I think i just called up my ex and talked to her for 20 minutes about frogs and how happy i am to be wearing shorts
we're out of white wine, toilet paper and windex... too hard to explain via text
He's married, a coworker, and a smoker. not sure which personal rule broken i'm most ashamed of...
I'm bleeding from my lower lip, and I have bruises around my neck. It was just easier to say I got mugged.
Do you think you can get drunk by standing in a tank of vodka if it is seeping into your skin?
Well, I now know how many glasses of wine it takes for me to fuck my neighbor.
He was dressed in a pink dressing gown feeding people ketamine from a plastic sword he called Excalibur. how was your Monday?
Just caught my dad doing coke in my bathroom again.

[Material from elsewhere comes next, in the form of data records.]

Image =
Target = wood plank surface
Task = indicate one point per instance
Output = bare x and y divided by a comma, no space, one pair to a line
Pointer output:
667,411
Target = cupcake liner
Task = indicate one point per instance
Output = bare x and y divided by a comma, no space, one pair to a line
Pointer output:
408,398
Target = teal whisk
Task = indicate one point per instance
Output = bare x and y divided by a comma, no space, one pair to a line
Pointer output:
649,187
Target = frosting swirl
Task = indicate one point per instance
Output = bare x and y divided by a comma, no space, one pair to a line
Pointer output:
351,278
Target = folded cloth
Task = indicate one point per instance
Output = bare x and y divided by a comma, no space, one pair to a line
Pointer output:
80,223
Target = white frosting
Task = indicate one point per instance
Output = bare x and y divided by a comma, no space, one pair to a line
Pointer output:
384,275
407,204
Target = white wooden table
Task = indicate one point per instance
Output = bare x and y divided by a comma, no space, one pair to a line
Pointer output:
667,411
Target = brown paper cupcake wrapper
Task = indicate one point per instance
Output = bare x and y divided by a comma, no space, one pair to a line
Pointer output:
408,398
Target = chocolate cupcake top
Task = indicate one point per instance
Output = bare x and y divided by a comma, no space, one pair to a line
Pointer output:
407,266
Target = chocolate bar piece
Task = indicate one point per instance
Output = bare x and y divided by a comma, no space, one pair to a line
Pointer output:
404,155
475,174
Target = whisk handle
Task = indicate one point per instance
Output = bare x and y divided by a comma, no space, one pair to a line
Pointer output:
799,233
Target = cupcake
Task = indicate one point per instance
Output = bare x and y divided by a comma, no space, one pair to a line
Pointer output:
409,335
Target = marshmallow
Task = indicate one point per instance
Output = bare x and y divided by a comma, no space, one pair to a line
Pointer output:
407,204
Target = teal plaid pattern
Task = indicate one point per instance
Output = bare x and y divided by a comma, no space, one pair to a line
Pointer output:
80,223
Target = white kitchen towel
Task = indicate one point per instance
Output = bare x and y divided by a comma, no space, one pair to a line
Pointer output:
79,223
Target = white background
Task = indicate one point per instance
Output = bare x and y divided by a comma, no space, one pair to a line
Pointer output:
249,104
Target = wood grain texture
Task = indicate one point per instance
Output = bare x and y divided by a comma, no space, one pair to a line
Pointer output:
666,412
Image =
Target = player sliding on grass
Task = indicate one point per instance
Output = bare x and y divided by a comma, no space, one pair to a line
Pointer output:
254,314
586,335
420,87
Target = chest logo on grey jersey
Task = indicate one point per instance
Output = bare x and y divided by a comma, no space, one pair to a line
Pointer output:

Guess whose getting a new car for christmasss.
Im rolling face in a pizzeria. I want to be with people who love me.
Did you go to church in Texas and sign me up?
You need southern Jesus
I just told the sun to stop. That hungover.
please come back they are interrogating me about masturbation
I wish there was a morning after pill for dominoes.
Baby Shark came on during sex.
She has BABY SHARK on her sex playlist. Who does that?
Did we go to Florida? My missing thong and DL just arrived in the mail. Return address was Tampa.